We can do somewhat better than our attempt above, by using our own reward shaping function. This function rewards the agent for having high angular momentum at the bottom half of the pendulum swing, and making it to the top half of the swing with less momentum.

In [None]:
def reward_shaping_fn(reward, terminal, state):
    cos_theta, sin_theta, ang_momentum = state
    if 0 <= cos_theta <= 1: # upper half
        return (25 - np.abs(ang_momentum)*0.5)*5, terminal
    return cos_theta + np.abs(ang_momentum)*0.5, terminal  # cos_theta will be negative here

In [None]:
env = OpenAIGym('Pendulum', max_timesteps=100)
agent = PolicyGradient(
    state_space=env.state_space, action_space=env.action_space,
    network_fn=network_fn, learning_rate=1e-3,
    discount=0.9, 
    normalize_returns=True
)

In [None]:
train_returns = experiment.train(agent, env, num_episodes=2000, reward_shaping_fn=reward_shaping_fn)
eval_returns = experiment.evaluate(agent, env, num_episodes=100)
vis_utils.draw_returns_chart(train_returns, smoothing_window=50)

In [None]:
vis_utils.show_episode_as_gif(ipythondisplay, agent, env)

Once again try running the visualisation a few times to see how it performs with different random pole initialisations.

As you've most likely observed, it ends up doing somewhat better but far from solves the environment. It turns out that this is quite a challenging problem, because the agent can't just "react" to the observed pole position. It needs to learn how the torque it applies to the pole will impact its position and angular momentum and plan around that.

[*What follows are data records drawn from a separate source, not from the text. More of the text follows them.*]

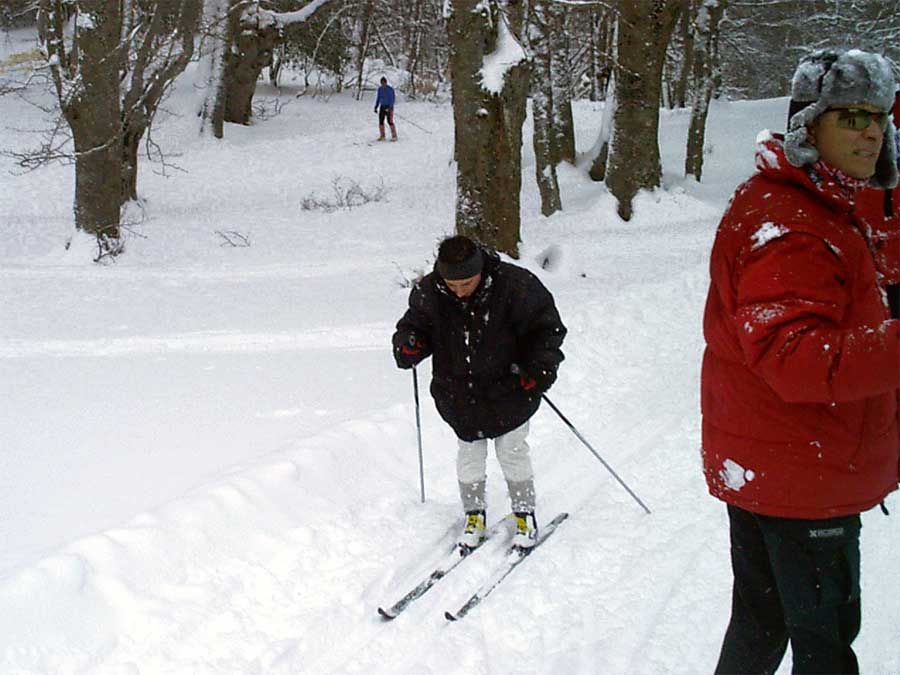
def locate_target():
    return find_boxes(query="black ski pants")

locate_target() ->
[716,506,860,675]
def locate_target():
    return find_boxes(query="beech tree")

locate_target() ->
[201,0,331,138]
[528,0,562,216]
[684,0,728,181]
[447,0,529,258]
[606,0,685,220]
[38,0,198,256]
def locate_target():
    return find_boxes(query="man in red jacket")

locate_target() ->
[702,50,900,673]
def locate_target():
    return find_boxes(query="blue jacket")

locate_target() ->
[375,84,394,110]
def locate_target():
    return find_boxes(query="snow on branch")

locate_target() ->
[253,0,331,29]
[481,10,528,95]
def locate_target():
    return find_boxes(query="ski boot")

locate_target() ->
[459,511,485,556]
[513,511,537,553]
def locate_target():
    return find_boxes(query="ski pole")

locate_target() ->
[541,394,650,515]
[413,366,425,504]
[509,363,650,514]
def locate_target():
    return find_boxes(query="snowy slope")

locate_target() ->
[0,30,900,675]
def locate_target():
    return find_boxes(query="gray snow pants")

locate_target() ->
[456,422,534,513]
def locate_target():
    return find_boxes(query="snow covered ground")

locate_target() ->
[0,33,900,675]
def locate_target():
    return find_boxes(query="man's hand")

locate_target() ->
[394,333,425,369]
[511,364,556,394]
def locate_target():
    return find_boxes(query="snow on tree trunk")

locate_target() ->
[41,0,122,243]
[447,0,529,258]
[588,67,616,182]
[606,0,683,220]
[225,3,278,124]
[198,0,231,138]
[121,0,200,203]
[528,0,562,216]
[547,2,575,167]
[216,0,330,129]
[356,0,375,101]
[684,0,727,182]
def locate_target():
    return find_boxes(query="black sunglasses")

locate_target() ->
[828,108,891,131]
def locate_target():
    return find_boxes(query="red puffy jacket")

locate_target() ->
[701,138,900,519]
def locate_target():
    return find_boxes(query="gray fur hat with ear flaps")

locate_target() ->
[784,49,897,189]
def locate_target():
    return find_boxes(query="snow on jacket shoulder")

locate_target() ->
[701,138,900,518]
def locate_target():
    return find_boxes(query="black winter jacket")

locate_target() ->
[393,251,566,441]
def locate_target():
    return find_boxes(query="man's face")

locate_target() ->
[809,104,884,178]
[444,273,481,298]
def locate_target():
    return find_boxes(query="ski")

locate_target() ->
[378,515,509,621]
[444,513,569,621]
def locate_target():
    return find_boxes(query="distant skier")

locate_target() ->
[393,236,566,549]
[701,50,900,673]
[375,77,397,141]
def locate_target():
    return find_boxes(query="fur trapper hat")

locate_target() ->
[784,49,897,189]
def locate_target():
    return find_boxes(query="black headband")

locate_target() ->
[438,248,484,281]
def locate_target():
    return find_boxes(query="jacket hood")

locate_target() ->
[756,131,868,211]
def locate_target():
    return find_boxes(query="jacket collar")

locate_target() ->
[756,133,855,212]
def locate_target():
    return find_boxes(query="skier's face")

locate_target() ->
[444,273,481,298]
[809,104,890,178]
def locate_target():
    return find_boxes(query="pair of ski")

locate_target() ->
[378,513,569,621]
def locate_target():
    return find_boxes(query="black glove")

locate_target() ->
[394,333,427,369]
[512,364,556,394]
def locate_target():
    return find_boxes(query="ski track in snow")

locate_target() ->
[0,37,900,675]
[0,323,393,359]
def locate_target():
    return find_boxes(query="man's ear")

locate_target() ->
[806,118,819,148]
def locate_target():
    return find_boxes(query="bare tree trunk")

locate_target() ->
[674,0,697,108]
[356,0,376,101]
[448,0,528,258]
[549,2,575,167]
[606,0,683,220]
[122,0,200,203]
[41,0,123,242]
[225,3,278,124]
[684,0,728,182]
[528,0,562,216]
[588,72,616,182]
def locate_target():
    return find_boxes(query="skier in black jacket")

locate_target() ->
[393,236,566,549]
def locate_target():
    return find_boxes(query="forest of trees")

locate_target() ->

To solve this, we may need to use some more advanced techniques (a solution using Deep Deterministic Policy Gradient can be found [here](https://github.com/lirnli/OpenAI-gym-solutions/blob/master/Continuous_Deep_Deterministic_Policy_Gradient_Net/DDPG%20Class%20ver2%20(Pendulum-v0).ipynb)).

If youv'e finished early feel free to play around with the hyperparameters, neural network and reward function above to see if you can find a better solution to the Pendulum environment!

## Leaderboard

Once you have completed the exercises above consider submitting your scores to our PG leaderboard using [this form](https://forms.gle/jKaNZKS9vkBaWY9y7).

Note: to compute the "mean evaluation return" you can do `eval_returns.mean()`.